Augustown
- 2016 UK edition of Augustown
- Author: Kei Miller
- Set in: Jamaica
- Publisher: Weidenfeld & Nicolson
- Publication date: 2016
- Publication place: United Kingdom
- Awards: OCM Bocas Prize for Caribbean Literature

= Augustown =

Novel by Kei Miller

Augustown is a 2016 novel by Jamaican writer Kei Miller. Augustown was published in the UK by Weidenfeld & Nicolson in 2016 and by Pantheon Books in the US. It is Miller's third novel; he is also a poet.

== Plot ==
The book is based on an historical incident from 1921 in which Baptist preacher Alexander Bedward told congregants he would physically fly up to heaven; instead he was committed to an insane asylum.

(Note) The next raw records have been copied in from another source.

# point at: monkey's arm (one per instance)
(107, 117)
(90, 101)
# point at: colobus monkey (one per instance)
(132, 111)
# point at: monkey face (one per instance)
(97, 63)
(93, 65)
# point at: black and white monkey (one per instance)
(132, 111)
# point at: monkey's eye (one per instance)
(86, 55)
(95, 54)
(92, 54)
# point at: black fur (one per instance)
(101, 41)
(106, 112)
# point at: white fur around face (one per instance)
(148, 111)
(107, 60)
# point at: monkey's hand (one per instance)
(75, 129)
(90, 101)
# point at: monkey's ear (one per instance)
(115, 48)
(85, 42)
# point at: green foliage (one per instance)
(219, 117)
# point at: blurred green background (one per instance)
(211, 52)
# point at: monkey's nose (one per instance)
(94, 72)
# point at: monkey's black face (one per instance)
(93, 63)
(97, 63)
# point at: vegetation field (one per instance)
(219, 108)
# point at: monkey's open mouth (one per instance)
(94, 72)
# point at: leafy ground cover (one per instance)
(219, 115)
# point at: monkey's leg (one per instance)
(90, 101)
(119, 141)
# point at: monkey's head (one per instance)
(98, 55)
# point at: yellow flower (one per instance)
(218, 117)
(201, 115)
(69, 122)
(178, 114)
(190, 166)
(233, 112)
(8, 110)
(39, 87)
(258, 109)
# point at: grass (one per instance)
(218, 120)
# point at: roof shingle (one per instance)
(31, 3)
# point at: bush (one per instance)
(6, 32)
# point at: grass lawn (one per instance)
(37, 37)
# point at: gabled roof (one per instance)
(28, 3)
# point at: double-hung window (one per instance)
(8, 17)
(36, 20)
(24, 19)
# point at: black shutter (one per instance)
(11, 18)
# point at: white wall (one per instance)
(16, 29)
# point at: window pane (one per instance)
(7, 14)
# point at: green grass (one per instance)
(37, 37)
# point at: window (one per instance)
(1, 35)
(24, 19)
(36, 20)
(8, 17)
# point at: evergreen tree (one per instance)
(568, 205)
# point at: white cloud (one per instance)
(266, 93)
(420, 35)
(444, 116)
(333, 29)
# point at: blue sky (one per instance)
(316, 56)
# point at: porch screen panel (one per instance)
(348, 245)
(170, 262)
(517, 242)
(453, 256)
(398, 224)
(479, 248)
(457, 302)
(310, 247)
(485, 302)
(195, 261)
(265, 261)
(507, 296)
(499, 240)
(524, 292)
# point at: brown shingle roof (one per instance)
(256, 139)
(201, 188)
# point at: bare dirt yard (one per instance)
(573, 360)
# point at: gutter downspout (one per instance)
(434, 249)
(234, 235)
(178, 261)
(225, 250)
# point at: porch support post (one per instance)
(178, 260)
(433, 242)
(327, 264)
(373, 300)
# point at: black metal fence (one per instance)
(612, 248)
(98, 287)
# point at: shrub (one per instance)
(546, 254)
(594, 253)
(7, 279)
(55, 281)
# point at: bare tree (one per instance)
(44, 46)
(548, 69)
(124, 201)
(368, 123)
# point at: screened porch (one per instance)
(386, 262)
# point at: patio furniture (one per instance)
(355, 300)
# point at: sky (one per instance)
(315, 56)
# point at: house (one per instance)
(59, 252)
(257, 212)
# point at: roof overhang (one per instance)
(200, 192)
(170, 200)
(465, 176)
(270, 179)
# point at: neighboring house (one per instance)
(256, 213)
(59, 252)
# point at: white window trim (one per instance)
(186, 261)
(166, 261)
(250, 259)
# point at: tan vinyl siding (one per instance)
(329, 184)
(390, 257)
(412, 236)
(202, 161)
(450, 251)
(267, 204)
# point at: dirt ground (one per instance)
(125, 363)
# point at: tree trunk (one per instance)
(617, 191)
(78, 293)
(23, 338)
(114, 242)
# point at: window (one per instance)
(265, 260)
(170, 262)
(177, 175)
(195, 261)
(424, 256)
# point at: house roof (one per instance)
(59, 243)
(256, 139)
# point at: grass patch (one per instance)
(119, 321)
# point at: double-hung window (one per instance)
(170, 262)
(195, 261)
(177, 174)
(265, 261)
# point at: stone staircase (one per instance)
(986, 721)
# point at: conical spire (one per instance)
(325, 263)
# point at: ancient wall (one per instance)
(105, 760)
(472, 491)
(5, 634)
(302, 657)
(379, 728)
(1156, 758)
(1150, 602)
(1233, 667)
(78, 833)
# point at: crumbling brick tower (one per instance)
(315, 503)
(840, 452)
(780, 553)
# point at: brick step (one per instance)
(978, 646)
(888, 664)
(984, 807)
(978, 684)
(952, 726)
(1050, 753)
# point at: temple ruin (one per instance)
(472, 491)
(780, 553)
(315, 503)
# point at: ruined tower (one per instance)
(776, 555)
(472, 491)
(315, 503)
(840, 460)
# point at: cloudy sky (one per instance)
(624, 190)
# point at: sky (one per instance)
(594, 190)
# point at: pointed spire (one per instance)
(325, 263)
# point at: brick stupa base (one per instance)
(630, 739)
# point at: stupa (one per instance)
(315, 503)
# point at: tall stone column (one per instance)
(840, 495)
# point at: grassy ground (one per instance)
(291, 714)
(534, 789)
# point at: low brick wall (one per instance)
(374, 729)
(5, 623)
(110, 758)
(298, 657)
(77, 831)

In Miller's reimagining, however, the preacher proves able to fly and people gather in the impoverished neighborhood of Augustown to see the miracle for themselves.

== Reception ==
Reviewing Augustown for The New Yorker, Laura Miller contrasts the book to "the stereotype of a 'poet’s novel'—that is, it isn’t introspective, replete with long passages of description, and scant of plot. Instead, it is stuffed with the characters and stories of hardscrabble Augustown, a former hamlet on the outskirts of St. Andrew founded by slaves freed in 1838."

In 2017, Augustown won the OCM Bocas Prize for Caribbean Literature.